Step-by-Step Guide to Integrate Azure Cognitive Search’s Vector search in Your ChatGPT-like App — Part 2

10 min readSep 3, 2023

This is continuation to part 1, where I discussed pros and cons of Semantic and Vector Search. https://medium.com/@akshaykokane09/building-knowledge-base-for-your-llm-powered-app-using-azure-cognitive-search-part-1-4686127c49cb

This part, I will focus on implementation of Vector Search for your LLM based AI app.

Let’s start by defining Objective:

Objective: Creating a HR Chatbot Utilizing OpenAI Model and Azure Cognitive Search, Empowered by Vector Search, to Retrieve Pertinent Information from company’s Documents and Provide Natural Language Responses to User Queries

This is the high level design for the ap

Perquisites:

Python environment
IDE/Notebook
Azure Subscription
Open AI / Azure Open AI API keys

Step 1: Creating Vector Index

Azure Learn as excellent doc on “How to create vector index” . Feel free to refer that too for creating of vector index.

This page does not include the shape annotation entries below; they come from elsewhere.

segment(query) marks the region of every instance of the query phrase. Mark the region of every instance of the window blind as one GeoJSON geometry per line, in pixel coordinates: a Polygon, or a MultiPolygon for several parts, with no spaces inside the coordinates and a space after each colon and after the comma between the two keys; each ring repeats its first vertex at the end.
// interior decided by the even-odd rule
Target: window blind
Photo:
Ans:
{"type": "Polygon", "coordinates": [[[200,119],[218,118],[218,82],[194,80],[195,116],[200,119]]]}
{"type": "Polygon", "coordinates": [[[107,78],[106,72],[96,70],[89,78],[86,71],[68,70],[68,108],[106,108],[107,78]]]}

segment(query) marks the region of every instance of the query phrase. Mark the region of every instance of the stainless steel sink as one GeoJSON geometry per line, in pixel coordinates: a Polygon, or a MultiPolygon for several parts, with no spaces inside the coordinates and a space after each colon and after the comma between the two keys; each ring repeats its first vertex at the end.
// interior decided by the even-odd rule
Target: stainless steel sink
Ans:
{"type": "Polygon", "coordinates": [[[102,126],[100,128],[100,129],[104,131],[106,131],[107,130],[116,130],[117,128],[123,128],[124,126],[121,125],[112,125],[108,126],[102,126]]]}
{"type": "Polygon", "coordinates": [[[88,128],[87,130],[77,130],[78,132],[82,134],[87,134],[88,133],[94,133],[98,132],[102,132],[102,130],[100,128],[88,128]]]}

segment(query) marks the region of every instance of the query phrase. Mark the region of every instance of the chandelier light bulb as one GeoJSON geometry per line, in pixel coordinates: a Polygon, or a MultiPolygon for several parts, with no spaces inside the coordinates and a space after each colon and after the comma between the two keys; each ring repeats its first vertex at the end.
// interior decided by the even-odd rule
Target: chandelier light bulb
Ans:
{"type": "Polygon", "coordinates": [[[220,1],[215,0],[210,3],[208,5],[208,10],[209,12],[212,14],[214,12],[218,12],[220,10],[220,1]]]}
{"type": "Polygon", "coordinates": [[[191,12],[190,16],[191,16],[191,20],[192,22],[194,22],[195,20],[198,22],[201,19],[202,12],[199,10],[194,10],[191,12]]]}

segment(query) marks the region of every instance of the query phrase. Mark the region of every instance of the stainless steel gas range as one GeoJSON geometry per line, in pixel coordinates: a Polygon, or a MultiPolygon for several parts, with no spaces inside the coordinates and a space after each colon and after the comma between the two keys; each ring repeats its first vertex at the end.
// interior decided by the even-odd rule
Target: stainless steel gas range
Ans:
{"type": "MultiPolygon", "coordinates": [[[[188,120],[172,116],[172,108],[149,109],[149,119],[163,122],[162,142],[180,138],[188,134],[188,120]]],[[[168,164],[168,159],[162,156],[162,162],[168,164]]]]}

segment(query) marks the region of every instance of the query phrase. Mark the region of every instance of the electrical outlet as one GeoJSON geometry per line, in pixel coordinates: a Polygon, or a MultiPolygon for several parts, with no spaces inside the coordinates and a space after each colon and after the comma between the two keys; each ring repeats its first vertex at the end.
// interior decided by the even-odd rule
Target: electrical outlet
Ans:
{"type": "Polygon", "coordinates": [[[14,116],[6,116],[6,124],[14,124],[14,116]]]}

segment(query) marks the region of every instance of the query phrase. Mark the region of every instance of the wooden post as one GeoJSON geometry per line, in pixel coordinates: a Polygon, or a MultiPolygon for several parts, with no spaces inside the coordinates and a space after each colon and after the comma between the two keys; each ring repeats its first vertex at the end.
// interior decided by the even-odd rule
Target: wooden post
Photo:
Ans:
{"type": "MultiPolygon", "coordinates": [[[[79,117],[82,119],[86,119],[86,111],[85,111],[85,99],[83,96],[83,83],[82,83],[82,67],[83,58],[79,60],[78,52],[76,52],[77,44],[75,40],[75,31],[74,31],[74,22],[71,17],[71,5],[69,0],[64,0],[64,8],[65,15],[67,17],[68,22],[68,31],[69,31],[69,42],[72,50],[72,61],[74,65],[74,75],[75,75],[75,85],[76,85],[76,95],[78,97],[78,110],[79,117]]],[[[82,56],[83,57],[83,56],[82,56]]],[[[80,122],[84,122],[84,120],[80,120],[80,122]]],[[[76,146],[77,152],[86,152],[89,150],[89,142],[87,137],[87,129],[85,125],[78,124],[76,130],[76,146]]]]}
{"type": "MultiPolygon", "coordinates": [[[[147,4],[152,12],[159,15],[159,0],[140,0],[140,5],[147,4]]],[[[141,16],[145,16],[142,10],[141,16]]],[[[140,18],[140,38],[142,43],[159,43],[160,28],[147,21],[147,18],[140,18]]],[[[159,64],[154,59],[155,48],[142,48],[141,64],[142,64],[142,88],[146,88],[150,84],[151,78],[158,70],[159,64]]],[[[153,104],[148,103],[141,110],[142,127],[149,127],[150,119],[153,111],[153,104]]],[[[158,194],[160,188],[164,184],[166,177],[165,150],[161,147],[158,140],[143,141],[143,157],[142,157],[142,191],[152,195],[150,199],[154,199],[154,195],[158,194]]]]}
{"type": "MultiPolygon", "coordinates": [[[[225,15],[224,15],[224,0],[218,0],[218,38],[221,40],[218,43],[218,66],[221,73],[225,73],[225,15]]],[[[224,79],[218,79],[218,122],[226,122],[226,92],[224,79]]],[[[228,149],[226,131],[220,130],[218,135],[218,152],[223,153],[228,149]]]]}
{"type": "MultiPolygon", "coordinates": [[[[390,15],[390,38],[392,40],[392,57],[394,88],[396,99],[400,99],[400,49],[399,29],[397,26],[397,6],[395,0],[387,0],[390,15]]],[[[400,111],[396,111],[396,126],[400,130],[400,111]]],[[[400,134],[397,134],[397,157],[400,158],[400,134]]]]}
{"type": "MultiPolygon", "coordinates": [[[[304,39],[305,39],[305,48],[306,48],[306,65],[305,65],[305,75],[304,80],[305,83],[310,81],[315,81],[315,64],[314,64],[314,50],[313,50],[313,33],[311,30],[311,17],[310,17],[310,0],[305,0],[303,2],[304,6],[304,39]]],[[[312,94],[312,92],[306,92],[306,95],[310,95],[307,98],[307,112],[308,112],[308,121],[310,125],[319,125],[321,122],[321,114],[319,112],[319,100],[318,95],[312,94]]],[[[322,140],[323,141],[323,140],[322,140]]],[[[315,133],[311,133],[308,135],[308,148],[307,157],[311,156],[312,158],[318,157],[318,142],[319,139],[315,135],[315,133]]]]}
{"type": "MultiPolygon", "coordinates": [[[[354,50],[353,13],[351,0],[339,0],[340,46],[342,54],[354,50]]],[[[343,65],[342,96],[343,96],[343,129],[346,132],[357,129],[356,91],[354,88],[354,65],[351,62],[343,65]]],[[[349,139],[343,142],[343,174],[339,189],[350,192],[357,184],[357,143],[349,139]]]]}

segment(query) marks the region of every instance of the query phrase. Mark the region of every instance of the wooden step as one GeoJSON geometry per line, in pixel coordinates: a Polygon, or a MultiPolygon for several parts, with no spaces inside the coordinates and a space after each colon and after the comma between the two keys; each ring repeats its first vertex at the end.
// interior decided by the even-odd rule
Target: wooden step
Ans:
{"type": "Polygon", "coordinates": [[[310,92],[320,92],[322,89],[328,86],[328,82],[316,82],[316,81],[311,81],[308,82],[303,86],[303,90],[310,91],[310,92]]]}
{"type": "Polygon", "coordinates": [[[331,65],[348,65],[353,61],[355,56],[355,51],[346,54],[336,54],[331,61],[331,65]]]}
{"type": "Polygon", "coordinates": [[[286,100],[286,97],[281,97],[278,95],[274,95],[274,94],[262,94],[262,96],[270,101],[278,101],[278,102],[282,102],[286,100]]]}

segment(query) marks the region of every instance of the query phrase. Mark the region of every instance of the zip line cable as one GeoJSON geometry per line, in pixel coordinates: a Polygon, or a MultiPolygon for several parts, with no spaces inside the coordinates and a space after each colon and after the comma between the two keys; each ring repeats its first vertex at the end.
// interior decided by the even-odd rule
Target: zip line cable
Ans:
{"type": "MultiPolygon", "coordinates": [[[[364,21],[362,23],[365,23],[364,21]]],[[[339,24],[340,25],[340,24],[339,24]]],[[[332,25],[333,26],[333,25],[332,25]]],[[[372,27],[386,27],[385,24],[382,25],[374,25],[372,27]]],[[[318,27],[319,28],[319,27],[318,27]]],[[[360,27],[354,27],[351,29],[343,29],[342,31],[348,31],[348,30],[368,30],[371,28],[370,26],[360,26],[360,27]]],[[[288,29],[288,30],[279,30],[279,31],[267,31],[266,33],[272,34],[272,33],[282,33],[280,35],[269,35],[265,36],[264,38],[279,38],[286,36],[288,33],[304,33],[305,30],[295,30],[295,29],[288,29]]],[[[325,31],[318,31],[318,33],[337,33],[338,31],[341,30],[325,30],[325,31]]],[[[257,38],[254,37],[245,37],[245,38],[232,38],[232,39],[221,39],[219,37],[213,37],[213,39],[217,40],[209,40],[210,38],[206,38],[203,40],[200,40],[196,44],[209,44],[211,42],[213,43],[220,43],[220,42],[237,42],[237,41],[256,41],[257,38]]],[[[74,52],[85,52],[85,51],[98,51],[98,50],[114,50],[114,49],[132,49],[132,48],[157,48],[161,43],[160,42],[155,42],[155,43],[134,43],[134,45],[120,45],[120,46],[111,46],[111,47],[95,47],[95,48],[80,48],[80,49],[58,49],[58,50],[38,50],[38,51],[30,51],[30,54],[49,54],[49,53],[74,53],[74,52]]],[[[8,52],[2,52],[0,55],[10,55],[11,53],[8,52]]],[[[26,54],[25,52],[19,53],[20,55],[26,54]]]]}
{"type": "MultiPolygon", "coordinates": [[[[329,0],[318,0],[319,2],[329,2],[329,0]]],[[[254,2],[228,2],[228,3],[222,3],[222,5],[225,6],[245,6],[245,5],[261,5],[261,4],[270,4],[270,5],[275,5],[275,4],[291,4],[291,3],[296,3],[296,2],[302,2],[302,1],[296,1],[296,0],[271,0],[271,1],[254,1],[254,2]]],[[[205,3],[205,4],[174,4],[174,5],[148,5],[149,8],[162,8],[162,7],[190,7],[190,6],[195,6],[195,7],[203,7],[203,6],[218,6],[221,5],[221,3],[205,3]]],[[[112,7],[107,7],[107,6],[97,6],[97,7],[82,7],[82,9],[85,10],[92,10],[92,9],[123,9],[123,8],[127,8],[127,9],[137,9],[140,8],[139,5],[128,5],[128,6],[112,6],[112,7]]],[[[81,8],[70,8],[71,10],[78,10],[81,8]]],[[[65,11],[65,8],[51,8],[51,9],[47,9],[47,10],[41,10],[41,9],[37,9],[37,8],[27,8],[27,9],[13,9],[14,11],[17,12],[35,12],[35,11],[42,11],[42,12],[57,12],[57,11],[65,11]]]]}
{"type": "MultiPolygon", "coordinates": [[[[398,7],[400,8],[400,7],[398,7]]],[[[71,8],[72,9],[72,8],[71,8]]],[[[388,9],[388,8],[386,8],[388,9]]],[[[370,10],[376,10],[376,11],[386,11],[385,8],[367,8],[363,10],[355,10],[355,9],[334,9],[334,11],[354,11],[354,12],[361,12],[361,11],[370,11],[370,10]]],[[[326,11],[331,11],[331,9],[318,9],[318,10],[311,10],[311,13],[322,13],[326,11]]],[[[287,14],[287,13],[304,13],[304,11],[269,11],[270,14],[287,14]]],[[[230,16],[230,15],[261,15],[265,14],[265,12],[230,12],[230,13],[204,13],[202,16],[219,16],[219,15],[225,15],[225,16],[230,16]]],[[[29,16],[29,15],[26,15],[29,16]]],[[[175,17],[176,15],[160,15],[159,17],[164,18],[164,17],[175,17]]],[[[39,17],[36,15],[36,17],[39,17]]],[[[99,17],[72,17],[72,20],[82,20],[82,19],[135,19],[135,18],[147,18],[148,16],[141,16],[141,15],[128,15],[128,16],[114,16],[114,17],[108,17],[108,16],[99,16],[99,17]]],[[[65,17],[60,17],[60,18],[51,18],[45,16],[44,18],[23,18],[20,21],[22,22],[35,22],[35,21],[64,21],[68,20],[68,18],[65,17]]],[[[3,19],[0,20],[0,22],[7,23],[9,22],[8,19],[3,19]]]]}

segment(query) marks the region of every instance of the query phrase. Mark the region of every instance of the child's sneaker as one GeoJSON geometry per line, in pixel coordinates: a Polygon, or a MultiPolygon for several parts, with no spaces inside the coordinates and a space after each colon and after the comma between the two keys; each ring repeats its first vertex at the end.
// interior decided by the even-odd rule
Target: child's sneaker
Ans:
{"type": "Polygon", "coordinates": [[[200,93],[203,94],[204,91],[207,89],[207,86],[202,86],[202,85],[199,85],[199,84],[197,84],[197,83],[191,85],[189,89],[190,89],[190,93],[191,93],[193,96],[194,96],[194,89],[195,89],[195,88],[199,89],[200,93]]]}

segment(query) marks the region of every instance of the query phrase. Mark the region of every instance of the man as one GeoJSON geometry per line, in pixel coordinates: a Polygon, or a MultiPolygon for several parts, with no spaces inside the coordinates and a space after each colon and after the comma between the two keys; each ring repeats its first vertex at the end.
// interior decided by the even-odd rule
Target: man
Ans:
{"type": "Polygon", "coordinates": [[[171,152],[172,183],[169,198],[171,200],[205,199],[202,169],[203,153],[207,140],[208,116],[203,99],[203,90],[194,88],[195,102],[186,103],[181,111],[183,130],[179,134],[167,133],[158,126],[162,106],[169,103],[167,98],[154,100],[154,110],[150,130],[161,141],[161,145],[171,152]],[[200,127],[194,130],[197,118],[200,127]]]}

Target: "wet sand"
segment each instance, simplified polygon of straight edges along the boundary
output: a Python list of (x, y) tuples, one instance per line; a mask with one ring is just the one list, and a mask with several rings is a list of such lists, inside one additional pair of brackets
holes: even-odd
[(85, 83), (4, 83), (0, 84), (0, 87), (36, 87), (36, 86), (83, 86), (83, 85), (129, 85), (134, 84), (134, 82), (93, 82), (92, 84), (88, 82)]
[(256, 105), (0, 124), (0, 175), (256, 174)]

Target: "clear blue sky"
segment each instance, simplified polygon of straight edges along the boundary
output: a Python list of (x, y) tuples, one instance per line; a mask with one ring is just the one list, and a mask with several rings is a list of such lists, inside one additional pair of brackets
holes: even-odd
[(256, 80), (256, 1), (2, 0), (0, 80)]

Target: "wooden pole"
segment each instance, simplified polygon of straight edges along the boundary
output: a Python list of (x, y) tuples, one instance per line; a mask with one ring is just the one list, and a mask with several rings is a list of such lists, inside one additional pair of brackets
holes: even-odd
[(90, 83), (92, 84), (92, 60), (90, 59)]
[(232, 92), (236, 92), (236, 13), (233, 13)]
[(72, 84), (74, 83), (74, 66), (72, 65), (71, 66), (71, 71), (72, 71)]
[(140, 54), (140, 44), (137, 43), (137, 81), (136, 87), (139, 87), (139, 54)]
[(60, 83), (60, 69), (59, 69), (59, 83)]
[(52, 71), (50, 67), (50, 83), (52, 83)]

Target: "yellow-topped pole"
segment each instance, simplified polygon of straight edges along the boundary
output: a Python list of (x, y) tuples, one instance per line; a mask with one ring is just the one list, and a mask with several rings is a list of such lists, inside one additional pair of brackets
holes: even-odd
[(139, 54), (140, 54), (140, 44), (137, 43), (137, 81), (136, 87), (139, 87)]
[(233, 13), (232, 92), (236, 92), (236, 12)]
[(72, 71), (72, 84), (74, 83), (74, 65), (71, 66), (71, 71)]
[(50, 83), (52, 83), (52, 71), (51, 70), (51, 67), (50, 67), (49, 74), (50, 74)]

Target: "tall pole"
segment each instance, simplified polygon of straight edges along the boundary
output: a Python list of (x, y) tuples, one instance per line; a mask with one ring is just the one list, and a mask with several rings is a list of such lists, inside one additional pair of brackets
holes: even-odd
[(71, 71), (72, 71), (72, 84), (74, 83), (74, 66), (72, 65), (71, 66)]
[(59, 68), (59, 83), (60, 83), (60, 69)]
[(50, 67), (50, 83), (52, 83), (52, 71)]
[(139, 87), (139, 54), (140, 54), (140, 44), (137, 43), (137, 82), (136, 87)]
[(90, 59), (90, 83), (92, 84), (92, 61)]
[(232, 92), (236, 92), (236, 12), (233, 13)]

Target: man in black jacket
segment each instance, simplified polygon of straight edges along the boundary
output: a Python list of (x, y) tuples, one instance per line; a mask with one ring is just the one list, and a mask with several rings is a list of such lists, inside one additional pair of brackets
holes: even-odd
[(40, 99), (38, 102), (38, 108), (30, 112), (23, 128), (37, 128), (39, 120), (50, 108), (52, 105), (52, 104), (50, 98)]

Create an Azure Cognitive Search service: If you haven’t already, create an Azure Cognitive Search service in the Azure portal. Go to the Azure portal (portal.azure.com), click on “Create a resource,” search for “Azure Cognitive Search,” and follow the prompts to create a new service.

Create Index with Vector Field and confgiure the vector. 1536 is dimensions for text-embeddding-ada-002 model, that we will be using in our LLM application

Create Vector Field “contentVector”, with dimension as 1536

Configuration for your vector field. I kept everything as default

I will also add one more field, “ActualContent,” which will store the actual content document. This field should be “Retrievable” and “Searchable.” We need to have at least one string searchable field if we want to do Hybrid search (Semantic + Vector). Yes, you heard it right, Azure Cognitive Search allows us to do hybrid search. Isn’t that interesting?

Azure Cognitive Search opens the door to a spellbinding capability: hybrid search. Brace yourself to wield the dual might of Semantic and Vector Search simultaneously. It’s like having two aces up your sleeve, ready to dazzle your search experience!

We are ready to create index now:

Step 2: Prepare data for ingestion

For the example purpose, I am using GPT created dataset.

Disclaimer: The dataset presented in this context is solely created for illustrative and example purposes using OpenAI’s ChatGPT — chat.openai.com. It does not depict or represent any real-world data, individuals, or entities.

Dataset has 2 columns, DocumentName and DocumentContent.

Init: Install the azure-search-documents and openai Python packages using pip by running the following commands in your Python environment. Import the necessary Python libraries and setup necessary

#! pip install azure-search-documents --pre
#! pip install openai

import pandas as pd
import openai
import pandas as pd
import openai
import json
from azure.core.credentials import AzureKeyCredential
from azure.search.documents import SearchClient
from azure.search.documents.models import Vector

# Open AI Key
openai.api_key = "sk-<YOUR_OPEN_AI_KEY>"
# embedding model
embedding_model = "text-embedding-ada-002"

# ref: https://learn.microsoft.com/en-us/azure/search/search-security-api-keys?tabs=portal-use%2Cportal-find%2Cportal-query
service_endpoint = "https://<YOUR_ACS_INSTANCE_NAME>.search.windows.net"
key = "<YOUR_ACS_INSTANCE_KEY>" 
index_name = "medium-article-2"
credential = AzureKeyCredential(key)

2. Utilize the OpenAI Embedding Model “text-embeddding-ada-002” to transform our documents into vectors.

# Define a function to get text embeddings using OpenAI's text-embedding model.
def get_embedding(text, model="text-embedding-ada-002"):
    # Replace newline characters with spaces in the input text.
    text = text.replace("\n", " ")
    
    # Call OpenAI's text-embedding API to obtain embeddings for the input text.
    embeddings = openai.Embedding.create(input=[text], model=model)
    
    # Extract the embedding vector from the API response and return it.
    embedding_vector = embeddings['data'][0]['embedding']
    return embedding_vector

# Apply the get_embedding function to each document content in the 'data' DataFrame
# and store the resulting embeddings in a new column called 'embedding'.
data["embedding"] = data.DocumentContent.apply(lambda x: get_embedding(x, model=embedding_model))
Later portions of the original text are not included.